The Samsung Galaxy S8 is more expensive to manufacture than any other high-end smartphone that's currently available on the market, not including the Galaxy S8 Plus, a teardown performed by British market research firm IHS Markit revealed. The 64GB variant of the 5.8-inch Galaxy S8 costs Samsung $301.60 to make, which is significantly higher compared to the company's previous flagship models, the report states, adding that with the inclusion of basic manufacturing costs, the cheapest member of the Galaxy S8 lineup costs $307.50 to make. According to IHS Markit's estimates, that makes the Galaxy S8 $36.29 more expensive to manufacture than the Galaxy S7 Edge, and $43.34 more costly than the Galaxy S7. The company has yet to conduct a teardown of the 6.2-inch Galaxy S8 Plus, though it's implied that the larger device is even more expensive than its smaller sibling, and that's not accounting for the fact that Samsung is currently also retailing a variant of the device sporting 6GB of RAM and 128GB of NAND flash memory in select Asian markets.
The company said that there are numerous factors driving up the manufacturing costs of the Galaxy S8, but most of them can be summarized by saying that the South Korean tech giant went out of its way to offer an innovative product that strives to push the boundaries of what people expect from a contemporary smartphone. Everything from its Infinity Display and support for gigabit-LTE speeds to Bluetooth 5.0 compatibility and a large amount of internal storage that's twice the size of any other Android flagship's base model contributes to the fact that Samsung is spending a lot of money on manufacturing the Galaxy S8, which also explains its relatively high price tag. For added context, the Galaxy S8 is more expensive to make than both the Google Pixel and the iPhone 7 and is also likely pricier to manufacture than the recently released LG G6.
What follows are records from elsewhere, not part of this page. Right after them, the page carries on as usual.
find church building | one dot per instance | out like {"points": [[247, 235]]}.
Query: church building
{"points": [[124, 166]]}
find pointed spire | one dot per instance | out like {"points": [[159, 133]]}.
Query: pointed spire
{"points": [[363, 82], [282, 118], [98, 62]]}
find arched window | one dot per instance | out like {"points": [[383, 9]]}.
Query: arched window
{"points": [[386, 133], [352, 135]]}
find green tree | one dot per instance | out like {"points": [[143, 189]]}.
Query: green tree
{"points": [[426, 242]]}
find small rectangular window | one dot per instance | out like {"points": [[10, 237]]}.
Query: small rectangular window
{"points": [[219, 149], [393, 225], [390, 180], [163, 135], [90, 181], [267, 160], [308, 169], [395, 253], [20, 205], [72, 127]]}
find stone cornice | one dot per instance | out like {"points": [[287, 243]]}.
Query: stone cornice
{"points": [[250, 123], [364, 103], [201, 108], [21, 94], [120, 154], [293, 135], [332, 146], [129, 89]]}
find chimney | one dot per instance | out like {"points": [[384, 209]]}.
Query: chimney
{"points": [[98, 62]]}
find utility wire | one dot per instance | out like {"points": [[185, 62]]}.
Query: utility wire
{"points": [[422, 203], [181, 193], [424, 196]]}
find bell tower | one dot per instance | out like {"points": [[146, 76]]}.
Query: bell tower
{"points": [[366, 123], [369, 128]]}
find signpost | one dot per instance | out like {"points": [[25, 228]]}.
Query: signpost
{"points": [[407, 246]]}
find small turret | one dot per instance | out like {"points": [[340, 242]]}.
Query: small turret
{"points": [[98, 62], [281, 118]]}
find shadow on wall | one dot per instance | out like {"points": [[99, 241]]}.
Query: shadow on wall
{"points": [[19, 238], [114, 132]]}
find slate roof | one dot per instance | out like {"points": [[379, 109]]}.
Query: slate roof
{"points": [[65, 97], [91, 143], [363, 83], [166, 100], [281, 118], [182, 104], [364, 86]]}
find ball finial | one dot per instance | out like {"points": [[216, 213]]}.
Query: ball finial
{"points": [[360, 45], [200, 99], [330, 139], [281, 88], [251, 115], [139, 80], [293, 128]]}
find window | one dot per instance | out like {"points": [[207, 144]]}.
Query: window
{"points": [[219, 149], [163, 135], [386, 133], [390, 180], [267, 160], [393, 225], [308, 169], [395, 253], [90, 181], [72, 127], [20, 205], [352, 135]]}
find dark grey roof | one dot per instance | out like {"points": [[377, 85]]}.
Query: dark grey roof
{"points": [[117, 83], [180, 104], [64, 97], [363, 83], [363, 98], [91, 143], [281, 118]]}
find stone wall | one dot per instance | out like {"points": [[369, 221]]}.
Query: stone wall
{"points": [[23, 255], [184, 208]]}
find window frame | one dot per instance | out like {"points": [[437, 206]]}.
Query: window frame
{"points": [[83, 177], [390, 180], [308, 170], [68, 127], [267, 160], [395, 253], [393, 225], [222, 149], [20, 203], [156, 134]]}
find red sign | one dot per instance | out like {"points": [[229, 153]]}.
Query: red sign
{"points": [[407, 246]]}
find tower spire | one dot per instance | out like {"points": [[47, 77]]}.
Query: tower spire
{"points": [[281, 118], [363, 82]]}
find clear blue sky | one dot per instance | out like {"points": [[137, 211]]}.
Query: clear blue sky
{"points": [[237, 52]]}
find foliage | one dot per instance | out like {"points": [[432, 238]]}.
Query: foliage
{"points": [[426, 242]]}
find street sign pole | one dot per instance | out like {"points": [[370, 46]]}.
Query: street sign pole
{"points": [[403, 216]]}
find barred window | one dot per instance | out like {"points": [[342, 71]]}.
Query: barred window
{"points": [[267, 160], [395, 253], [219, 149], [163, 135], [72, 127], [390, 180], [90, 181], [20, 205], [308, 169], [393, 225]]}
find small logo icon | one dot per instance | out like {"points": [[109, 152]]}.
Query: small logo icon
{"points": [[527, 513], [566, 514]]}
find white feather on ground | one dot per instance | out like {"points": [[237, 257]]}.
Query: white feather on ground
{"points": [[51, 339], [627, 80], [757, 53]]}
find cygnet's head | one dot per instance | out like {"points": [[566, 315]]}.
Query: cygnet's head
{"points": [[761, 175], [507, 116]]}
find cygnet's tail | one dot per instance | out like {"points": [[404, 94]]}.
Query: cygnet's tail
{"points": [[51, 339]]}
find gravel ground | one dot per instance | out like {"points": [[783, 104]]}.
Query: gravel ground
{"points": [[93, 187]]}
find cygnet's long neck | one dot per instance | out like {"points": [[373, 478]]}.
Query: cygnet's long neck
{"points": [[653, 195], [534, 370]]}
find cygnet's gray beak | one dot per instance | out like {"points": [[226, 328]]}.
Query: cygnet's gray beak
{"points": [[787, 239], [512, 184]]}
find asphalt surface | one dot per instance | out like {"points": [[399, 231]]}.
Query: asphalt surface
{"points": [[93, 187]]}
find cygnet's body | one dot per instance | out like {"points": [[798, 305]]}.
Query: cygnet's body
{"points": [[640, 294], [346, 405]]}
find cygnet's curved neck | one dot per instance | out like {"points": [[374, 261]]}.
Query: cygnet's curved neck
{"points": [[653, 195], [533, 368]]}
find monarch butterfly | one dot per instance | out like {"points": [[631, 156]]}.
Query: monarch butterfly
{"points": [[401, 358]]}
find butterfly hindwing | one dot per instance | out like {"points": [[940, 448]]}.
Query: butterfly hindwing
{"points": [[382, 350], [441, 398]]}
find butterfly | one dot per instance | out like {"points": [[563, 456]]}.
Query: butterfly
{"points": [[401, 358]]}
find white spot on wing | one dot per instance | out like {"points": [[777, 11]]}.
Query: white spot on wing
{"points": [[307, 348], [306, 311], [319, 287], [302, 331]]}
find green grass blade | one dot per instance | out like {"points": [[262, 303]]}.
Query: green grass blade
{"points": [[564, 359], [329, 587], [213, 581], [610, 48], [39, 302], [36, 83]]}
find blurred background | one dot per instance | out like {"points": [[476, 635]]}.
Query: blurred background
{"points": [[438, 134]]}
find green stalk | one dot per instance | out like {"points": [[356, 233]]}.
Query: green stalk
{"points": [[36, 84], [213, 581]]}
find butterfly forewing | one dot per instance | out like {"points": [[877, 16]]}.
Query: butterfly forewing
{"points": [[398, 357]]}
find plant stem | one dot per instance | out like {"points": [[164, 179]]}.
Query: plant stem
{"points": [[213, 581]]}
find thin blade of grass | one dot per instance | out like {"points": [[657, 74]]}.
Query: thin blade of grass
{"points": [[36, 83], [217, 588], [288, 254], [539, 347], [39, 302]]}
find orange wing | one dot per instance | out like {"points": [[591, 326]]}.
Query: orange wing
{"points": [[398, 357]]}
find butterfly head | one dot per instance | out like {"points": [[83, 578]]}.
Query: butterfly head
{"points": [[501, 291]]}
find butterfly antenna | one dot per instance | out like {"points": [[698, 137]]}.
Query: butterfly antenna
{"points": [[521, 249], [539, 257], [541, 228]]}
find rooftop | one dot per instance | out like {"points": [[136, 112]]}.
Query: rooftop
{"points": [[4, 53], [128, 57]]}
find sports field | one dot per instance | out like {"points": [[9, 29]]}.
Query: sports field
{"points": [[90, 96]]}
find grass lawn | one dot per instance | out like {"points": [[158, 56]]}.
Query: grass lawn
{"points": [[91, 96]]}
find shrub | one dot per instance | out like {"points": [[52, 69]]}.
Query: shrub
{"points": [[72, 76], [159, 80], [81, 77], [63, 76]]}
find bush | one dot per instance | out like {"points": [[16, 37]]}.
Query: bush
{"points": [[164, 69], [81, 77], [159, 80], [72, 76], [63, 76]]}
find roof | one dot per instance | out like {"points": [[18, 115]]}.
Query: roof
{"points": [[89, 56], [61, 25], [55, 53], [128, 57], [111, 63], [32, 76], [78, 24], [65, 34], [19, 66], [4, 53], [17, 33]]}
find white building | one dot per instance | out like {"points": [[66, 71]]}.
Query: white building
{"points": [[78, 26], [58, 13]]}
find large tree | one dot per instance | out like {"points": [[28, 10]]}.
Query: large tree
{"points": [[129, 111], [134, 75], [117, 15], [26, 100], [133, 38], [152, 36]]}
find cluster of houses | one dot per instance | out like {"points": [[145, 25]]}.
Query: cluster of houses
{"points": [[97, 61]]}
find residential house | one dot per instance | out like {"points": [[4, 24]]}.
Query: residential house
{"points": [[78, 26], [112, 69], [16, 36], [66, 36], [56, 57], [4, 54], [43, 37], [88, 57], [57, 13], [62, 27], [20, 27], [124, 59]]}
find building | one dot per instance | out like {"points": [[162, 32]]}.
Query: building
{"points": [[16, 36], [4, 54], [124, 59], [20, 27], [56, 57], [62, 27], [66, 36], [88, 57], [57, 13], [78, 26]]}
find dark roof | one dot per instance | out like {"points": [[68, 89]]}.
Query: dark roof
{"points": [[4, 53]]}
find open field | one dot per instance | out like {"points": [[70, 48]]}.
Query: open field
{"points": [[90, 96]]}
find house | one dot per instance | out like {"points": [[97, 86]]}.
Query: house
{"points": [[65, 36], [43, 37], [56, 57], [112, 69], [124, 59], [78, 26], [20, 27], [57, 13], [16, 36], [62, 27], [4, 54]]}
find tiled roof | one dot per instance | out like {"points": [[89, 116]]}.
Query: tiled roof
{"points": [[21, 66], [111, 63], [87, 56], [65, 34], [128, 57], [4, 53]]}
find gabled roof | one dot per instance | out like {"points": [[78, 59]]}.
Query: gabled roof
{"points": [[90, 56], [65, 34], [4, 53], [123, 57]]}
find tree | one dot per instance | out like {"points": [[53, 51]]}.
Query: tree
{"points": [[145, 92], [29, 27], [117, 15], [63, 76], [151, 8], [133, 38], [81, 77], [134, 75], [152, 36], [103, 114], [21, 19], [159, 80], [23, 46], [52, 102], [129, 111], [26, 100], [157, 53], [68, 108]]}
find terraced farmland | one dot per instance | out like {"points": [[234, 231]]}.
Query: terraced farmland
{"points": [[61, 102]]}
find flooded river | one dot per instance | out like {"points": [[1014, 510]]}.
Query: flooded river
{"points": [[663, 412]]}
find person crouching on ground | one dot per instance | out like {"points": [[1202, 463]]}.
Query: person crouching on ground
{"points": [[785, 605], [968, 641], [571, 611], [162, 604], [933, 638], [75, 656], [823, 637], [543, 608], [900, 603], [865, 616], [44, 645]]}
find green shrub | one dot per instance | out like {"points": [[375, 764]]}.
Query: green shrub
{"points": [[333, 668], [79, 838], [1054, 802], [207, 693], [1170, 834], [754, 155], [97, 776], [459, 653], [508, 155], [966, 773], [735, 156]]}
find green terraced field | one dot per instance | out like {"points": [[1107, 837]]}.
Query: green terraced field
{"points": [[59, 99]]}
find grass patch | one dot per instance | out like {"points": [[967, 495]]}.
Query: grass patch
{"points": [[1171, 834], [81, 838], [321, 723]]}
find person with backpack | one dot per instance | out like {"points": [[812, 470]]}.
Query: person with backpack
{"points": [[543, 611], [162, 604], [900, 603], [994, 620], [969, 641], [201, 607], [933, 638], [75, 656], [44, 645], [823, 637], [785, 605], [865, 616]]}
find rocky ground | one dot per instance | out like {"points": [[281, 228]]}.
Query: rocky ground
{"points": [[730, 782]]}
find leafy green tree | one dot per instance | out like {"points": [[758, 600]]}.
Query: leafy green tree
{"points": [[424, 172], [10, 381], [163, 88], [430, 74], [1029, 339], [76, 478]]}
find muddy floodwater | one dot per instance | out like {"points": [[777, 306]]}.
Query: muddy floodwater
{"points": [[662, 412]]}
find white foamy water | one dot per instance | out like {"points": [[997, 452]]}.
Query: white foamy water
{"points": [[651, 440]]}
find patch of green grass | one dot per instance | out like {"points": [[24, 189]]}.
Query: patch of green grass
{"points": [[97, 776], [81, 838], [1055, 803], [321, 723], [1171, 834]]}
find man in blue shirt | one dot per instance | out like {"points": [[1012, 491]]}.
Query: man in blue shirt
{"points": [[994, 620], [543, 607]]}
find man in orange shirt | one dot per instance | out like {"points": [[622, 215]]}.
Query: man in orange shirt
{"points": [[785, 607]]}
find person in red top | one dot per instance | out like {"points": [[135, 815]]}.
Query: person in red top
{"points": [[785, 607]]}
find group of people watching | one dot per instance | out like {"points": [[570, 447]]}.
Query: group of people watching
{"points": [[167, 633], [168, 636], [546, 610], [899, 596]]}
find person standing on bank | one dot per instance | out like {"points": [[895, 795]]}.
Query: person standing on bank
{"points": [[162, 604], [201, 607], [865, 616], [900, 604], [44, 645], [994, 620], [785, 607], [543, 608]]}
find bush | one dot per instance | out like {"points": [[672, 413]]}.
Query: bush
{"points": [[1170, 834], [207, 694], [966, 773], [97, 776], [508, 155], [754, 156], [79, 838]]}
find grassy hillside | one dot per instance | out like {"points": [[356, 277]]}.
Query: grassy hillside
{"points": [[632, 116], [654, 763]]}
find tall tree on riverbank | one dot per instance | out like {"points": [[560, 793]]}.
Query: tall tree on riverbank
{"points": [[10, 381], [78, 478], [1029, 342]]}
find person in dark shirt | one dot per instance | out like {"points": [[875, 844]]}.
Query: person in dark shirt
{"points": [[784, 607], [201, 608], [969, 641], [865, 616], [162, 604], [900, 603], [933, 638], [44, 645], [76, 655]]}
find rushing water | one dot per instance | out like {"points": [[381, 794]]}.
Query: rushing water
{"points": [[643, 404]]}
Regardless of its high production costs, the Galaxy S8 is expected to become a massive commercial hit and possibly even the best-selling Android smartphone of the year. Regarding its larger sibling, IHS Markit is planning to conduct a teardown analysis of the Galaxy S8 Plus in the coming weeks, so more details on the manufacturing costs of that particular model should follow soon.